The next thing that we want to do is to monitor for signs of infection. Signs of infection. Extreme blood glucose levels often occur in the presence of infection. We can have an increased heart rate, increased temp. This may indicate infection. At this point, we will need to draw some type of blood cultures in order to get a definitive diagnosis. Finally, we want to educate this patient on managing hypoglycemia at home. A lot of times hypoglycemia makes a patient feel so sick and all you need to do is correct it. So, this will avoid unnecessary hospital visits. We want to educate on home management. Some of the things that we could tell them is it’s important for them to be able to treat mild to moderate cases. They want to keep glucose tablets at home. If they’re prone to hypoglycemia, remember they can have a half a cup of juice. They can take some hard candy, even honey or syrup. Taking it at home can help bring those blood glucose levels up. 

 

So, the key points. So, the pathophysiology is that hypoglycemia simply occurs when blood glucose levels drop below 70. The subjective data.
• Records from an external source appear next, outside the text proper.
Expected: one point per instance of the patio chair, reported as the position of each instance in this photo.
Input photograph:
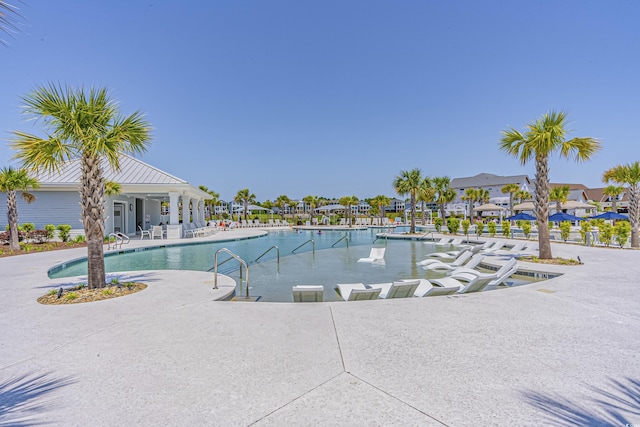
(428, 289)
(144, 233)
(375, 255)
(357, 291)
(401, 289)
(308, 293)
(156, 231)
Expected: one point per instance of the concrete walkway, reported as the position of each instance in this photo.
(560, 352)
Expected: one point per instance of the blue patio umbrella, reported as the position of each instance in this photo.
(610, 215)
(561, 216)
(521, 217)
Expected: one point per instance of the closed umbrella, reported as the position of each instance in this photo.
(561, 216)
(521, 217)
(610, 215)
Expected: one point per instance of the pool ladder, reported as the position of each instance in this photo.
(240, 260)
(308, 241)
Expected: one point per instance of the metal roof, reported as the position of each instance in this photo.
(132, 171)
(487, 180)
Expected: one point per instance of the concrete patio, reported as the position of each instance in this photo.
(559, 352)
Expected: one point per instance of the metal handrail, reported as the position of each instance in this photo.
(124, 239)
(267, 251)
(346, 236)
(240, 260)
(310, 240)
(225, 261)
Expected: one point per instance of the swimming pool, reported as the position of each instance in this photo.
(272, 280)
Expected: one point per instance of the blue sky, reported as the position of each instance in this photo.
(335, 98)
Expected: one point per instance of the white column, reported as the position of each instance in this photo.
(186, 212)
(173, 207)
(201, 211)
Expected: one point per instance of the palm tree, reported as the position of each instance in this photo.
(8, 16)
(544, 137)
(347, 202)
(444, 194)
(212, 201)
(380, 202)
(470, 196)
(613, 191)
(245, 197)
(426, 194)
(521, 195)
(628, 174)
(92, 129)
(510, 189)
(281, 202)
(408, 182)
(12, 180)
(312, 201)
(559, 195)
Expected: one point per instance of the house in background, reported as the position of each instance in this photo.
(143, 188)
(492, 183)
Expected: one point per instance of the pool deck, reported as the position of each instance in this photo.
(561, 352)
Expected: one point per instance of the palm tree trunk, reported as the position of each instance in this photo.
(92, 203)
(542, 206)
(634, 214)
(12, 217)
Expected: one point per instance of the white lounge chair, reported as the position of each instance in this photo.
(401, 289)
(144, 233)
(473, 262)
(437, 264)
(156, 231)
(443, 256)
(357, 292)
(515, 249)
(495, 247)
(375, 255)
(308, 293)
(428, 289)
(495, 279)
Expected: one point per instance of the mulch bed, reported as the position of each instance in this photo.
(40, 247)
(80, 294)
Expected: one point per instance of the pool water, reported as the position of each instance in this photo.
(272, 279)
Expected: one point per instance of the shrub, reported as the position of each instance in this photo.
(585, 229)
(453, 224)
(466, 224)
(506, 229)
(50, 229)
(492, 228)
(63, 232)
(28, 227)
(565, 230)
(39, 236)
(605, 232)
(622, 231)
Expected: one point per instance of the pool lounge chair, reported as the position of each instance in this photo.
(375, 255)
(437, 264)
(467, 274)
(473, 262)
(144, 233)
(401, 289)
(517, 248)
(495, 247)
(308, 293)
(444, 287)
(357, 291)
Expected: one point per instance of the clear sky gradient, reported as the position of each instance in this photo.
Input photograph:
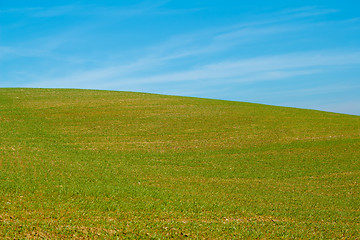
(296, 53)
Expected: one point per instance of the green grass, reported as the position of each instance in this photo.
(107, 165)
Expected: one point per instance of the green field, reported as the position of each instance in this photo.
(79, 164)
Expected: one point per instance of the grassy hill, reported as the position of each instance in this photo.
(103, 164)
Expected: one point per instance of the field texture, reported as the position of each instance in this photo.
(79, 164)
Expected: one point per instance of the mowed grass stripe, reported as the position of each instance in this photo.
(105, 164)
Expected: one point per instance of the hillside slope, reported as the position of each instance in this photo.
(88, 164)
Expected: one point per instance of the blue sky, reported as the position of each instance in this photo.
(295, 53)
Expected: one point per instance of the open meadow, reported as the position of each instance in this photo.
(79, 164)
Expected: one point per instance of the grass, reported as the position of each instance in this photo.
(107, 165)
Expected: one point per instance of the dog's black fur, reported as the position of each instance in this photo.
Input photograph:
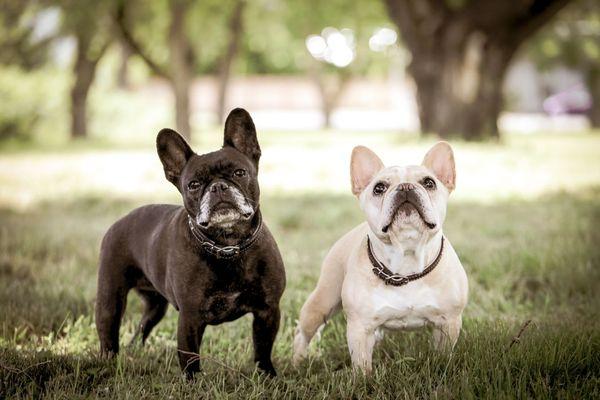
(153, 251)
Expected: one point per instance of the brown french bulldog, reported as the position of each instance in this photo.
(213, 259)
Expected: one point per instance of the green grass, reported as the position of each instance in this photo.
(529, 254)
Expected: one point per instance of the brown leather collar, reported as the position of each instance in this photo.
(393, 279)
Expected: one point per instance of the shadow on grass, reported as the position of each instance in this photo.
(548, 361)
(523, 257)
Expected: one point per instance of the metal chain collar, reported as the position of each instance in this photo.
(224, 252)
(393, 279)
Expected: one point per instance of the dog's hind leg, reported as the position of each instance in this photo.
(154, 310)
(110, 306)
(321, 305)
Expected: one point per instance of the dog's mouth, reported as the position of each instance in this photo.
(225, 214)
(407, 207)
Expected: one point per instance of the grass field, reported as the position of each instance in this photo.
(525, 221)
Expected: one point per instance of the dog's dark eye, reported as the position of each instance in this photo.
(194, 185)
(379, 189)
(428, 183)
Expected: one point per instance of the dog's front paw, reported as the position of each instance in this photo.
(300, 348)
(267, 368)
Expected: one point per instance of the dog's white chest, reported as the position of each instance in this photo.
(406, 307)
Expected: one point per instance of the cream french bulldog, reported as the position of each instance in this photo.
(396, 270)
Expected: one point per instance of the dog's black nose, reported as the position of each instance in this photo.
(219, 186)
(406, 187)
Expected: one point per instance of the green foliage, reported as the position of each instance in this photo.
(28, 100)
(572, 38)
(18, 44)
(527, 258)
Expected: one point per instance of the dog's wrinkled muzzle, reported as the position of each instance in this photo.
(223, 202)
(404, 199)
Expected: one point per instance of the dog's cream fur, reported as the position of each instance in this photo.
(407, 247)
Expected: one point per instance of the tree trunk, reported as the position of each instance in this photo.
(459, 85)
(593, 83)
(460, 56)
(123, 71)
(84, 71)
(236, 27)
(181, 67)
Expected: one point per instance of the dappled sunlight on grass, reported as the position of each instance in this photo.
(522, 167)
(524, 221)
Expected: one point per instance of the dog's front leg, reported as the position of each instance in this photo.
(446, 334)
(264, 330)
(190, 330)
(361, 341)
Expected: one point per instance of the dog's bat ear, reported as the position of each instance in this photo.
(240, 134)
(174, 153)
(364, 164)
(440, 160)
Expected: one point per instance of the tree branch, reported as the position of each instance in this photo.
(540, 12)
(135, 46)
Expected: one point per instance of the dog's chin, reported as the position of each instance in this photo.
(408, 217)
(225, 218)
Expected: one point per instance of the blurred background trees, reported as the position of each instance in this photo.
(447, 65)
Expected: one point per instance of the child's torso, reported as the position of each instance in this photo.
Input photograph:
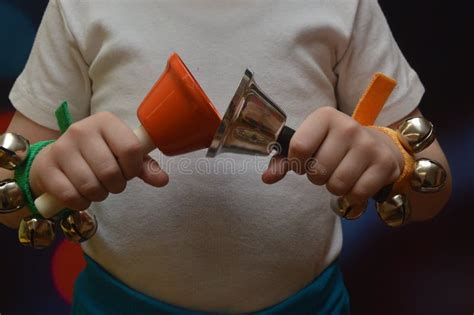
(215, 238)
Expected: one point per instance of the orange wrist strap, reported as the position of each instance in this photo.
(366, 112)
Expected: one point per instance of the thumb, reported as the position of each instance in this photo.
(276, 170)
(152, 173)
This patient is going to be hungry. They’re also going to complain of having some headaches, some anxiety, they’re going to be irritable and weak. Some things that we’re going to notice. Some of our objective data is these patients are going to have some tremors. They’re going to be at risk for seizures. Their skin is going to be cool and clammy. Remember, cold and clammy needs some candy. They’re going to have an increased heart rate. And on the glucometer, their reading is going to be less than 70. So, we’re going to teach them how to prevent hypoglycemia. We’re going to prevent hypoglycemia by  ensuring that they have adequate food intake. They’re going to do regular blood glucose checks, and they’re going to limit alcohol consumption. If for some reason they do become hypoglycemic, we want them to be able to manage it at home. The way we can teach them that, is to make sure that they have glucose tablets. Remember, they can drink some juice, take some hard candy, or eat some honey, some syrup, or some saltine crackers. These things will keep them from going hypoglycemic. We love you guys. Go out and be your best self today. And remember as always, happy nursing.